Job runtime roles for Amazon EMR Serverless - Amazon EMR

Job runtime roles for Amazon EMR Serverless

You can specify IAM role permissions that a EMR Serverless job run can assume when calling other services on your behalf. This includes access to Amazon S3 for any data sources, targets, as well as other AWS resources like Amazon Redshift clusters and DynamoDB tables. To learn more about how to create a role, see Create a job runtime role.

Sample runtime policies

You can attach a runtime policy, such as the following, to a job runtime role.

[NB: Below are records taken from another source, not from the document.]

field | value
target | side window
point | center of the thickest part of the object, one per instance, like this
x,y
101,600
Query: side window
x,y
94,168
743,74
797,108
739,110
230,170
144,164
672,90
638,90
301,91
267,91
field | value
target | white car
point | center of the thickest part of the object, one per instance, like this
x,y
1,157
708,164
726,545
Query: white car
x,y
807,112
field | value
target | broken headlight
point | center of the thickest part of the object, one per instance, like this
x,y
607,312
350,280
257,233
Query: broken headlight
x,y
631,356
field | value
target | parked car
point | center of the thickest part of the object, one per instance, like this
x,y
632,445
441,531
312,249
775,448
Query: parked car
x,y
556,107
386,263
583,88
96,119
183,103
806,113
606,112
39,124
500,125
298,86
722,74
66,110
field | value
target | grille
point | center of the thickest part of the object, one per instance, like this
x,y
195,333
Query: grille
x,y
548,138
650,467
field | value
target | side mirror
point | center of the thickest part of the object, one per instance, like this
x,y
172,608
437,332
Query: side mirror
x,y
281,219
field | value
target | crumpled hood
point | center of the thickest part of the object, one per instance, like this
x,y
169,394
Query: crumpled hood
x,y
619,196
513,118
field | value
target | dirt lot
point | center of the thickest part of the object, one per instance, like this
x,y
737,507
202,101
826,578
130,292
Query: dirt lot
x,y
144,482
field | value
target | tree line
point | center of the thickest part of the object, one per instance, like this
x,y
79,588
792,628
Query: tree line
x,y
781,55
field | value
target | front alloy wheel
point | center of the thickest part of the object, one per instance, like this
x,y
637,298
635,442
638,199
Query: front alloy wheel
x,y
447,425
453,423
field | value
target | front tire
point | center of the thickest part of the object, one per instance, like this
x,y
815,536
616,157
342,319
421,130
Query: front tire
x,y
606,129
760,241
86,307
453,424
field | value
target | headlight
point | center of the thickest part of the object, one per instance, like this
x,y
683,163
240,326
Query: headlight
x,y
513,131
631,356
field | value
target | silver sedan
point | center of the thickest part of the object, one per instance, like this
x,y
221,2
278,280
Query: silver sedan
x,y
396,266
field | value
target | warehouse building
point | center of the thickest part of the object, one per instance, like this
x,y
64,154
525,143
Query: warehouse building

The following job runtime policy allows:

  • Read access to Amazon S3 buckets with EMR samples.

  • Full access to S3 buckets.

  • Create and read access to AWS Glue Data Catalog.

To add access to other AWS resources like DynamoDB, you’ll need to include permissions for them in the policy when creating the runtime role.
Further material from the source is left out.